#2020RacontePasTaVie - jour 59, le vertige

Publié le 28 février 2020 par Aymeric


Je ne sais plus si je vous en ai déjà parlé mais je suis sujet au vertige.

J’en vois qui n’ont pas l’air surpris.

C’est vrai qu’après m’être décrit comme bigleux, maladroit, pathologiquement anxieux et dépourvu de sens de l’orientation, le vertige vient assez naturellement s’insérer dans le tableau.
On pourrait même penser que trop c’est trop et qu’on force artificiellement le trait pour la galerie.
Tel n’est pas le cas.

Car sachez Messieurs Dames que mon vertige a été dûment confirmé et diagnostiqué par un membre hippocratement assermenté de la profession médicale.
Et oui.
Et à l’âge d’un an s’il vous plaît !
(Mes parents s’étonnant que je me mette à hurler, vraisemblablement de terreur, aussitôt que je me trouvais perché sur des épaules d’adultes.)

Ça ne s’est pas amélioré.
Loin de là.

Par exemple, les promenades sur les ports me serrent le ventre, non pas à cause de l’odeur de marée façon « comment ça il n’est pas frais mon poisson ?! » mais par la faute de ces parois fonçant à pic vers l’eau.
Qu’un enfant s’avance un peu trop près du bord et je manque de défaillir de panique.
Traverser un pont m’est très pénible. Le plus éprouvant d’entre tous à Paris étant pour moi le Pont des Arts reliant les quais Malaquais et Conti et où le vide entre les planches de la passerelle laisse apercevoir les flots tumultueux de la Seine, loin, très loin sous mes pieds.

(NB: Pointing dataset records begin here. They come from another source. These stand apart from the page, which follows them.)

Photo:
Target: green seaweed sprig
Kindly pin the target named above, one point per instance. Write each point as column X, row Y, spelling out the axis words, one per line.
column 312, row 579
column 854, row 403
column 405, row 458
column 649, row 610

Bien que la montagne me soit un lieu plutôt agréable – en dehors des périodes et stations de sports d’hiver, cela va de soi – les occasions d’avoir le vertige n’y manquent évidemment pas.

Il y a déjà le trajet pour y accéder.
Depuis petit j’ai pour réflexe, dès que la pente se fait trop proche du véhicule, de m’accrocher à une poignée dans la voiture et de tirer comme si, par ce geste, j’allais pouvoir retenir la voiture du bon côté de la route.
L’habitude ne m’a pas quitté et me fait me demander à l’instant où j’écris si mes quelques passages sur la ligne de train Paris-Turin (en direction de Venise bien sûr) ne m’ont pas valu d’être fiché quelque part.

Ensuite, les longues marches en montagne sont généralement pour me plaire mais ce qui, pour beaucoup, tient de la récompense s’apparente davantage pour moi à un supplice. Quand au sommet apparaît le panorama dont mes compagnons se délectent, vous me trouverez allongé, agrippé au sol, rampant vers le bas jusqu’à ce que le vide ne se voie plus.

Mon incompatibilité avec les grandes verticalités marche d’ailleurs dans les deux sens.
Lorsque je me trouve au pied d’une tour, Montparnasse ou Eiffel par exemple, et que j’ose un regard vers le sommet mon estomac fait de drôles de bonds tandis que mon œil tourne et que mes jambes flageolent.
Ainsi le rituel instauré par Madame Mon Épouse offrant à chacun de nos enfants arrivé dans sa sixième année une visite de la Tour Eiffel s’est toujours fait sans moi, resté seul à la maison, tentant de ne pas trop imaginer ce qui peut se passer alors au-dessus du Champ de Mars.

Vous trouvez peut-être maintenant le portrait déjà trop chargé.
J’ai bien peur pourtant d’avoir en magasin de quoi pousser encore un peu le bouchon mais pas maintenant car le temps presse et votre patience s’use.